Garuda and Pari: Faster and Smaller SNARKs via Equifficient Polynomial Commitments

Michel Dellepere, Independent; Pratyush Mishra and Alireza Shirzad, University of Pennsylvania

SNARKs are powerful cryptographic primitives that allow a prover to produce a succinct proof of a computation. Two key goals of SNARK research are to minimize the size of the proof and to minimize the time required to generate it. In this work, we present new SNARK constructions that push the frontier on both of these goals.

Our first construction, Pari, is a SNARK that achieves the smallest proof size amongst all known SNARKs. Specifically, Pari achieves a proof size of just two group elements and two field elements, which, when instantiated with the BLS12-381 curve, totals just 160 bytes. This is smaller than the sizes for Groth16 [Groth, EUROCRYPT '16] and Polymath [Lipmaa, CRYPTO '24]. Pari also achieves the lowest known gas cost for on-chain SNARK verification, reducing the gas cost by 6% compared to Groth16 and 17% compared to FFLONK.

Our second construction, Garuda, is a SNARK that reduces proof generation time by supporting, for the first time, arbitrary "custom" gates and free linear gates (in terms of cryptographic costs). These benefits enable significant prover-time savings compared to state-of-the-art SNARKs.

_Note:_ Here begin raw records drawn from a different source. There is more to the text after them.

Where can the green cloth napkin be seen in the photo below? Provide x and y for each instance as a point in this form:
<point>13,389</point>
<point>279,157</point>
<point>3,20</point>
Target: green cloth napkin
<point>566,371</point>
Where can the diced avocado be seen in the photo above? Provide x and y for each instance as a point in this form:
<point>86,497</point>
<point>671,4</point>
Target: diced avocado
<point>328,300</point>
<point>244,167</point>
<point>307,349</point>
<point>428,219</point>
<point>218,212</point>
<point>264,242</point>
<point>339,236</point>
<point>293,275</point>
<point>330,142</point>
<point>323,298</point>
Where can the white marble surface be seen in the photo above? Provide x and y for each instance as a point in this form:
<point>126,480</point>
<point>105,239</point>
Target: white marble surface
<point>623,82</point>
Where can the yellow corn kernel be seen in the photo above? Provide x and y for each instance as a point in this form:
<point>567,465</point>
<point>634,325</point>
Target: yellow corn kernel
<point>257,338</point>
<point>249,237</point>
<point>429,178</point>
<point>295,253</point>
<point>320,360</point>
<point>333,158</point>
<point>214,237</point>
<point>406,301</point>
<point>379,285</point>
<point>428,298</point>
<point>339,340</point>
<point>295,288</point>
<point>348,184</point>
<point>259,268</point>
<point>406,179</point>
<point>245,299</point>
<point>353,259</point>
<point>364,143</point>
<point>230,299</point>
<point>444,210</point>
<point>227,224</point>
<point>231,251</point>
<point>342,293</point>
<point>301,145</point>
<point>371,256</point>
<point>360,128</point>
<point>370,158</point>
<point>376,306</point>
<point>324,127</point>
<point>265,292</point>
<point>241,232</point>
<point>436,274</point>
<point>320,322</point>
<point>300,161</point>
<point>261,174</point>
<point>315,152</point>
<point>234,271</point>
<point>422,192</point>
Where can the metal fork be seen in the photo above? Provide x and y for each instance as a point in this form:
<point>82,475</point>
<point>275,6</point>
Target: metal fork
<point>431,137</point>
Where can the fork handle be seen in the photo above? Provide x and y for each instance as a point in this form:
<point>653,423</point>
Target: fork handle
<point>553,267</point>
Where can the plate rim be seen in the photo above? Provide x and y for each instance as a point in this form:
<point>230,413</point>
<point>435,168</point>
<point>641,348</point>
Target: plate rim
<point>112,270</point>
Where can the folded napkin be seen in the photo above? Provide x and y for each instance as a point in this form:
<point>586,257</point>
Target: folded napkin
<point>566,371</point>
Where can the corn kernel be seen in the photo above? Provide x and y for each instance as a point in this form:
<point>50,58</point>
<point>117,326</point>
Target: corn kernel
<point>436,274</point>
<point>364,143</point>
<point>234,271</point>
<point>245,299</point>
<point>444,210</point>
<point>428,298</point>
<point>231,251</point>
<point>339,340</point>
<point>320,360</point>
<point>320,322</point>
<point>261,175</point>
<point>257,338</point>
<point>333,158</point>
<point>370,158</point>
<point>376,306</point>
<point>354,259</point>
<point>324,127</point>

Both constructions rely on a new cryptographic primitive: "equifficient" polynomial commitment (EPC) schemes that enforce that committed polynomials have the same representation in particular bases. We provide both rigorous security definitions for this primitive as well as efficient constructions for univariate and multilinear polynomials.

Our constructions are obtained via a new compiler that obtains a succinct argument by combining polynomial IOPs with our EPC schemes.